What is ...? Flashcards
AWS Glue
AWS Glue is a fully managed extract, transform, and load (ETL) service that makes it easy for customers to prepare and load their data for analytics. You can create and run an ETL job with a few clicks in the AWS Management Console. You simply point AWS Glue to your data stored on AWS, and AWS Glue discovers your data and stores the associated metadata (e.g. table definition and schema) in the AWS Glue Data Catalog. Once cataloged, your data is immediately searchable, queryable, and available for ETL. AWS Glue generates the code to execute your data transformations and data loading processes.
AWS Fargate
sorta like Elastic Beanstalk for containers, builds containers and deploys them
ECS and its equivalent
highly scalable, high performance container management service that supports Docker containers and allows you to easily run applications on a managed cluster of Amazon EC2 instances. Amazon ECS makes it easy to use containers as a building block for your applications by eliminating the need for you to install, operate, and scale your own cluster management infrastructure. Amazon ECS lets you schedule long-running applications, services, and batch processes using Docker containers. Amazon ECS maintains application availability and allows you to scale your containers up or down to meet your application’s capacity requirements.
EKS and its equivalent
Kubernetes
Athena
an interactive query service that makes it easy to analyze data in Amazon S3 using standard SQL. serverless. analyse log data in S3.
FSx for Lustre
compute-intensive workloads. doesn’t support the Windows-based applications as well as FSx for Windows file servers. can store data on S3
FSx for Windows File Server
- centralized storage for windows-based applications; SMB, sharepoint, sql server, workspaces, iis webserver, etc
- needs vpn or direct connect
DataSync
provides a fast way to move large amounts of data online between on-premises storage and Amazon S3 or Amazon Elastic File System (Amazon EFS).

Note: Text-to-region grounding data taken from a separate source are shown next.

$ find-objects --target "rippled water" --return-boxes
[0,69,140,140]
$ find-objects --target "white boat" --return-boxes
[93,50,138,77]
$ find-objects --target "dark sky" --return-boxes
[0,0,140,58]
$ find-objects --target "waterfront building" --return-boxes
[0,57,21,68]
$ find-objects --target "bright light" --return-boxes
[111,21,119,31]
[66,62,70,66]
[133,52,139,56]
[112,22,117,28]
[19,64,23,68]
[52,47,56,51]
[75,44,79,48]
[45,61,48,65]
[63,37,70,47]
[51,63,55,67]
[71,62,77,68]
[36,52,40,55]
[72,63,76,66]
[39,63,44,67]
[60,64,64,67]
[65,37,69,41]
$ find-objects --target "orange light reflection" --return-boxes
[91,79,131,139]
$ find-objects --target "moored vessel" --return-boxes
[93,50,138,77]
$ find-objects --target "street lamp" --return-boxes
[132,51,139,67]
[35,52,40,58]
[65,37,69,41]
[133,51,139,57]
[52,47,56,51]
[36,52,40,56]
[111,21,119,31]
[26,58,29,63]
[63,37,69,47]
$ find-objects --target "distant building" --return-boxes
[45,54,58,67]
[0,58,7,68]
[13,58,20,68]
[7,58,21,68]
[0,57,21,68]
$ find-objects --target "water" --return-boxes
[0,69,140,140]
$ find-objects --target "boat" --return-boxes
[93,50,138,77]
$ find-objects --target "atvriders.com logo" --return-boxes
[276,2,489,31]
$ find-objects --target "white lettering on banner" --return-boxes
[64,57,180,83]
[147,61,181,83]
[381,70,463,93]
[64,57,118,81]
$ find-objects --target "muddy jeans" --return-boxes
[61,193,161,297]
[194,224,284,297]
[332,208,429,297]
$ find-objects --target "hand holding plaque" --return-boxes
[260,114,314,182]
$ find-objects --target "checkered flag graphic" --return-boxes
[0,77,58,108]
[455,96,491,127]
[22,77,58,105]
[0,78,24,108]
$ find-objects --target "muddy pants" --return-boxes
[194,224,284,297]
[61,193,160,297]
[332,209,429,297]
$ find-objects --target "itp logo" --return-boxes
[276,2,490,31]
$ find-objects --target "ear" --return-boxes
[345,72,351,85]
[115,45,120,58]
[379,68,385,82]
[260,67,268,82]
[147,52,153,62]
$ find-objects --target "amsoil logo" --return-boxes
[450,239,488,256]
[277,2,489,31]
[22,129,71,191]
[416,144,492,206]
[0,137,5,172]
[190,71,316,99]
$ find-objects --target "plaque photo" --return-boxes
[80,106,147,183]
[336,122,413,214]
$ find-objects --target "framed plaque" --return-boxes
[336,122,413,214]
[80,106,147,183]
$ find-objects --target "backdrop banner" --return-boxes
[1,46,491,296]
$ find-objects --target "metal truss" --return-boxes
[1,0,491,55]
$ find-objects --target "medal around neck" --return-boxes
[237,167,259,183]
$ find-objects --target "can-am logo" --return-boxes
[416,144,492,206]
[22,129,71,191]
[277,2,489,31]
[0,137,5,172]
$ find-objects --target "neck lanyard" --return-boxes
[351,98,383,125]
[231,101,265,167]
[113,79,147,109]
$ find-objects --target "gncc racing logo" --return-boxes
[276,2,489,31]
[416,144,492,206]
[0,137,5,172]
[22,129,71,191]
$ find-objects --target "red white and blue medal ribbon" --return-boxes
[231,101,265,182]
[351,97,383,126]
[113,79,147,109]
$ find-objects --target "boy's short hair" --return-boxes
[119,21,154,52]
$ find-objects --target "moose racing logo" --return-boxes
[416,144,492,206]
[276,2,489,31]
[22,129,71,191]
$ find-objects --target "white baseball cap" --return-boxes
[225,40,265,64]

on prem will no longer be used.
SQS long polling
Long polling helps reduce your cost of using Amazon SQS by reducing the number of empty responses when there are no messages available to return in reply to a ReceiveMessage request sent to an Amazon SQS queue and eliminating false empty responses when messages are available in the queue but aren’t included in the response.
- Long polling reduces the number of empty responses by allowing Amazon SQS to wait until a message is available in the queue before sending a response. Unless the connection times out, the response to the ReceiveMessage request contains at least one of the available messages, up to the maximum number of messages specified in the ReceiveMessage action.
- Long polling eliminates false empty responses by querying all (rather than a limited number) of the servers. Long polling returns messages as soon any message becomes available.
TLDR; short polling returns a response immediately, long polling doesnt return a response until a message arrives in the message queue, or the long poll times out.
SQS short polling
The ReceiveMessageWaitTimeSeconds is the queue attribute that determines whether you are using Short or Long polling. By default, its value is zero which means it is using Short polling
ParallelCluster
an AWS-supported open-source cluster management tool that makes it easy for you to deploy and manage High Performance Computing (HPC) clusters on AWS. It does not provide higher bandwidth, higher packet per second (PPS) performance, and lower inter-instance latencies, unlike ENA or EFA.
Elastic Fabric Adapter (EFA)
simply an Elastic Network Adapter (ENA) with added capabilities. It provides all of the functionality of an ENA, with additional OS-bypass functionality. OS-bypass is an access model that allows HPC and machine learning applications to communicate directly with the network interface hardware to provide low-latency, reliable transport functionality.
The OS-bypass capabilities of EFAs are not supported on Windows instances. If you attach an EFA to a Windows instance, the instance functions as an Elastic Network Adapter, without the added EFA capabilities.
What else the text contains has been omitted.